Une Page d’Amour, paru en 1878, est le huitième tome de la très illustre série des Rougon-Macquart, et aussi et surtout, l’un des plus méconnus ; pour la raison, d’ailleurs, très simple, qu’il se situe, d’une part, entre l’Assommoir et Nana, tous deux bien plus frappants par leur violence et par leurs dénonciations, et d’autre part, parce qu’il s’agit justement de l’une des œuvres de la série les moins critiques et déchaînées contre la société dont Zola est le contemporain.
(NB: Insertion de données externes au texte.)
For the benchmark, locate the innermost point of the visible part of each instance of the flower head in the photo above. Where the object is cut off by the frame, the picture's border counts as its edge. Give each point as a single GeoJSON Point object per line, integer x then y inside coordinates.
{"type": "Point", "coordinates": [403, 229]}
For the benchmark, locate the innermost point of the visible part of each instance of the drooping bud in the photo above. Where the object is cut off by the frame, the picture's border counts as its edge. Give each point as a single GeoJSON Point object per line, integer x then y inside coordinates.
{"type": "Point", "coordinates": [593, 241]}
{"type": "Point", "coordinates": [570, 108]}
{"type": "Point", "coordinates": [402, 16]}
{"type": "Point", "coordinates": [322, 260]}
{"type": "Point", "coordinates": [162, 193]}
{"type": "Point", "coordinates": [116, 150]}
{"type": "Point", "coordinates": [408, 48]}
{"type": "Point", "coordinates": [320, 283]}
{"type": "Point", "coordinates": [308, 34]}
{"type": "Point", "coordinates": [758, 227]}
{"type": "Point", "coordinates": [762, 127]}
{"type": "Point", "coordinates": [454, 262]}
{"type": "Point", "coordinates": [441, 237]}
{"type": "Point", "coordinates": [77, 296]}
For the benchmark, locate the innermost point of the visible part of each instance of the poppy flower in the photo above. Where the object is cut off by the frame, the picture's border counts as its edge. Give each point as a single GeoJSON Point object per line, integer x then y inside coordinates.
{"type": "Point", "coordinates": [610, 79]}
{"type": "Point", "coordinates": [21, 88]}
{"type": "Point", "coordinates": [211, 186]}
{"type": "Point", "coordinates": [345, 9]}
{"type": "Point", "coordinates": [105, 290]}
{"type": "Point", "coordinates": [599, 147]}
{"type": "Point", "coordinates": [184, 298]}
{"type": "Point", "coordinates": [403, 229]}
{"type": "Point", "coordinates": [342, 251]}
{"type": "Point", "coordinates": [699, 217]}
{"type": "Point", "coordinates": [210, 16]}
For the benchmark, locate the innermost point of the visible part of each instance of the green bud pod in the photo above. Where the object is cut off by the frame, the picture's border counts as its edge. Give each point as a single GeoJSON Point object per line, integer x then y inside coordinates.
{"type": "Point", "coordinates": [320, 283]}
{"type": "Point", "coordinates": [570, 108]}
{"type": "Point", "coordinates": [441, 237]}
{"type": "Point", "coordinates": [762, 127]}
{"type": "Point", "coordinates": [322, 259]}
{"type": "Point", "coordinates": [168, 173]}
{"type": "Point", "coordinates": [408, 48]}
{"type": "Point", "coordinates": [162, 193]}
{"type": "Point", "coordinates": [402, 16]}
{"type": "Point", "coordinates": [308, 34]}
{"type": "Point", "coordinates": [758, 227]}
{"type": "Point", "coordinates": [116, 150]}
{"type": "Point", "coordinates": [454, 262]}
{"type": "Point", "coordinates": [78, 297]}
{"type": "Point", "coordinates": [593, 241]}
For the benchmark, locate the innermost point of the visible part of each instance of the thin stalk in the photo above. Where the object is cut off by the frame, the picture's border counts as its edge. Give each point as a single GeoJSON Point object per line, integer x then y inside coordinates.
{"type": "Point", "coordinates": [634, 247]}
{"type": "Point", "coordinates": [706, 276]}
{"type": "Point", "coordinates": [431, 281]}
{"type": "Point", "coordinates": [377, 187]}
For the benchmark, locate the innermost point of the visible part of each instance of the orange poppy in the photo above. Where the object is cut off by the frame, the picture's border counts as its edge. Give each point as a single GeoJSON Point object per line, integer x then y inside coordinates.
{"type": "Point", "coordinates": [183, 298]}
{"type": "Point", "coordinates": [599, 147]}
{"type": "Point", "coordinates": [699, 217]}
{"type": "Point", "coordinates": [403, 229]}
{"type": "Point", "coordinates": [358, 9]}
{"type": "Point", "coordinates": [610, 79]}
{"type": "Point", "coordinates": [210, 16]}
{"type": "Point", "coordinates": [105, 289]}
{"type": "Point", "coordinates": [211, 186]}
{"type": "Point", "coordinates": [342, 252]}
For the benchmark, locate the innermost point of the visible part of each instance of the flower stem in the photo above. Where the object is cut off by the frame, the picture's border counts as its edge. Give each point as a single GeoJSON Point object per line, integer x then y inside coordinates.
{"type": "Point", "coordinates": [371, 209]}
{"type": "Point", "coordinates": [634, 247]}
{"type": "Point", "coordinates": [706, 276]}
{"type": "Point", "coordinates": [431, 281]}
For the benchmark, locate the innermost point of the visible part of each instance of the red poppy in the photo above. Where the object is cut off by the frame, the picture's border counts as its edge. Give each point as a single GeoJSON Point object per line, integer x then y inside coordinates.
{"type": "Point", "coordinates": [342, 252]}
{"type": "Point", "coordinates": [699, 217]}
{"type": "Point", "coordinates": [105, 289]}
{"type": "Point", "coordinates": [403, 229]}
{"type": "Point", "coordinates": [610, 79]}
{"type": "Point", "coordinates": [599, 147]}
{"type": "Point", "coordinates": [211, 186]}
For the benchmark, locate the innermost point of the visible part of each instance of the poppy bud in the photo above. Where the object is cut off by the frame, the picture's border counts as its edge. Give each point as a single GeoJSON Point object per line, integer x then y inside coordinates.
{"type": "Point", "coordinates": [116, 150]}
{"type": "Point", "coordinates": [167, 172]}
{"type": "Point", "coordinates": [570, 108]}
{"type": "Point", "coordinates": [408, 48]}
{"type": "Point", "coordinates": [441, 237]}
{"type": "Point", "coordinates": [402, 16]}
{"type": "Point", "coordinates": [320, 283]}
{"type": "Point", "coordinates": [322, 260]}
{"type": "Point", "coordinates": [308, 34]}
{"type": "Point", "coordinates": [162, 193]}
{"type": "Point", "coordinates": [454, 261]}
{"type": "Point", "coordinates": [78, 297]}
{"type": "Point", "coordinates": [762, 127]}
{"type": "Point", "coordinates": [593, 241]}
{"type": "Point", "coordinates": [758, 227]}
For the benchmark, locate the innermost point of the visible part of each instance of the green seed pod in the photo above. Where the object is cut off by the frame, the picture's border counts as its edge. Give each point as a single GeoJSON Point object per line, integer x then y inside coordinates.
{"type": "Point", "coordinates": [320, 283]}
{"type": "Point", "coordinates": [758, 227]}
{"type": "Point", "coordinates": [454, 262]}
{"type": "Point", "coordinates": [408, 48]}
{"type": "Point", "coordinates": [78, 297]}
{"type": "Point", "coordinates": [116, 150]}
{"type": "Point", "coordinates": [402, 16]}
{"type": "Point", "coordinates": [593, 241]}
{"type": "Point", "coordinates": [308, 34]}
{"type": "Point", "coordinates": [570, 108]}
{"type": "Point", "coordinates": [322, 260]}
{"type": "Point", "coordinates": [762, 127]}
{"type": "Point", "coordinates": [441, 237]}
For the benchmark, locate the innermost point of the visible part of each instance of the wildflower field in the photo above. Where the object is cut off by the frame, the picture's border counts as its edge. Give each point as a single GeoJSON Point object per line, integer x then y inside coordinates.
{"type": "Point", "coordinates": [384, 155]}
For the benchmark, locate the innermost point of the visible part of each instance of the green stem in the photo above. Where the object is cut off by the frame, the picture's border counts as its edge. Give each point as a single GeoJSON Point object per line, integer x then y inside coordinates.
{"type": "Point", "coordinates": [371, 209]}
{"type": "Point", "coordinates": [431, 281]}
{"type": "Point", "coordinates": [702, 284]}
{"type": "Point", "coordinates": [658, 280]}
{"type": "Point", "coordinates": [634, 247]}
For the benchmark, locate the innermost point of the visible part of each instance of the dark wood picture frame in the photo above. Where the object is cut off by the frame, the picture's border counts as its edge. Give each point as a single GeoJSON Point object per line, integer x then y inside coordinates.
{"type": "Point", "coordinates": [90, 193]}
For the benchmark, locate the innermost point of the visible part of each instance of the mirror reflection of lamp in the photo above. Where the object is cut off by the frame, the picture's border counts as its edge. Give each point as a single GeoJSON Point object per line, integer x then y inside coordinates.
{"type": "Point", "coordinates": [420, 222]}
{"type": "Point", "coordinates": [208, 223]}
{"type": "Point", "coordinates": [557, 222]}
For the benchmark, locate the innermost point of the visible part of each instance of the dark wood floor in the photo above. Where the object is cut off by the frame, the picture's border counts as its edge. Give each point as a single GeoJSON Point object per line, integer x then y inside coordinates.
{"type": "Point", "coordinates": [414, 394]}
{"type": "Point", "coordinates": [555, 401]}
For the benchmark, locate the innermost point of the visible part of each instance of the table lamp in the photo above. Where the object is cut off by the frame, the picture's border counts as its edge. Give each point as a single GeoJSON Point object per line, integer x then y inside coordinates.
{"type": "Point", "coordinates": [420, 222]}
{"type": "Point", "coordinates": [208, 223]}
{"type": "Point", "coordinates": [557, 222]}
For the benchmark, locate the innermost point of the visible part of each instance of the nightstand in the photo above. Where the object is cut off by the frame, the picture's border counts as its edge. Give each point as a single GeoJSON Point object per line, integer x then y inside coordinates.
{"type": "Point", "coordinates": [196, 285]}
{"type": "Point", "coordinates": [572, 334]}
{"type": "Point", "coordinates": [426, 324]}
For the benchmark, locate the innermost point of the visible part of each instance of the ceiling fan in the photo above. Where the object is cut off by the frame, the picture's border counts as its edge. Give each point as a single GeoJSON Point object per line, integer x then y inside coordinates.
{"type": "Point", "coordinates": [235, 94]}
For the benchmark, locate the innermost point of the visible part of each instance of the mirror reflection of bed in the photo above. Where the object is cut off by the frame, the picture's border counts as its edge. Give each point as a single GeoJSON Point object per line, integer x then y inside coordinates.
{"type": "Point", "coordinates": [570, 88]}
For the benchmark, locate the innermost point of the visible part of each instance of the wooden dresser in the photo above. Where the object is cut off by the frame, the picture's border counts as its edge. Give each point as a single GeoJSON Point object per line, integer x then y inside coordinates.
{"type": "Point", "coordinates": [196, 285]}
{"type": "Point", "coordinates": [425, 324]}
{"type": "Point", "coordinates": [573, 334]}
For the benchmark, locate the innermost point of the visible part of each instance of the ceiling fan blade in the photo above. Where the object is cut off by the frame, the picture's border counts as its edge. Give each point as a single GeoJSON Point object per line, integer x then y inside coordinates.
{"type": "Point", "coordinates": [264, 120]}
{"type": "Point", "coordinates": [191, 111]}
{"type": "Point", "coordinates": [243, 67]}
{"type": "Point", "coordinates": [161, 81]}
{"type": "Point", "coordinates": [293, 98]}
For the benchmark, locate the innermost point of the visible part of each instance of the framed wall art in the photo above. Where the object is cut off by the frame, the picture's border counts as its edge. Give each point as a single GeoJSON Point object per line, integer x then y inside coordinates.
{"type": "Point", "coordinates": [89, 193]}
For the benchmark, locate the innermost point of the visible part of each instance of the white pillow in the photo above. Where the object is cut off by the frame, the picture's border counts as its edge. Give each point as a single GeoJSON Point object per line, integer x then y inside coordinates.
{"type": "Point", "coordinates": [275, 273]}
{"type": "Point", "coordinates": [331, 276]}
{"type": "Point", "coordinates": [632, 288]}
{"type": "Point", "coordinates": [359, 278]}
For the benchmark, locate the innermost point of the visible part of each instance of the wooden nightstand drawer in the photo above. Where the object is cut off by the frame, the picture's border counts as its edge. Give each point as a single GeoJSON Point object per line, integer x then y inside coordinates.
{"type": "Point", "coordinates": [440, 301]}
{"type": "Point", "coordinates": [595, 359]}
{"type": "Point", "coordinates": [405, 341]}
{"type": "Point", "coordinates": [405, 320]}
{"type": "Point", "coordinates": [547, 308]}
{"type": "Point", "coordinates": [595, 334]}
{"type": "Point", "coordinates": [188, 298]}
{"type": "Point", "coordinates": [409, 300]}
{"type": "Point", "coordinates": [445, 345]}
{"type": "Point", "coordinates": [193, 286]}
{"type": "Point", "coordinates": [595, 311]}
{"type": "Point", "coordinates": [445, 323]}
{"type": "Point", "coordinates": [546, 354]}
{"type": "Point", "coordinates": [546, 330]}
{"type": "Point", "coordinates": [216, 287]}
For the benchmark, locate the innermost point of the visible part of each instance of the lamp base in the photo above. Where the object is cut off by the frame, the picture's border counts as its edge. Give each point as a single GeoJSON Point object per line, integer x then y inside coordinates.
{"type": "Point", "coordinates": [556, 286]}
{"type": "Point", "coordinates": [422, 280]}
Ce dernier avait peur d’ennuyer le lecteur avec ce roman qu’il avait pensé comme une sorte de pause en « demi-teinte », le calme avant la tempête ; plus doux, presque comme un rêve… néanmoins, Une Page d’Amour, quoique moins cru que la plupart des autres œuvres de Zola, reste d’une puissance tragique rare, aussi admirée que critiquée par la communauté littéraire française.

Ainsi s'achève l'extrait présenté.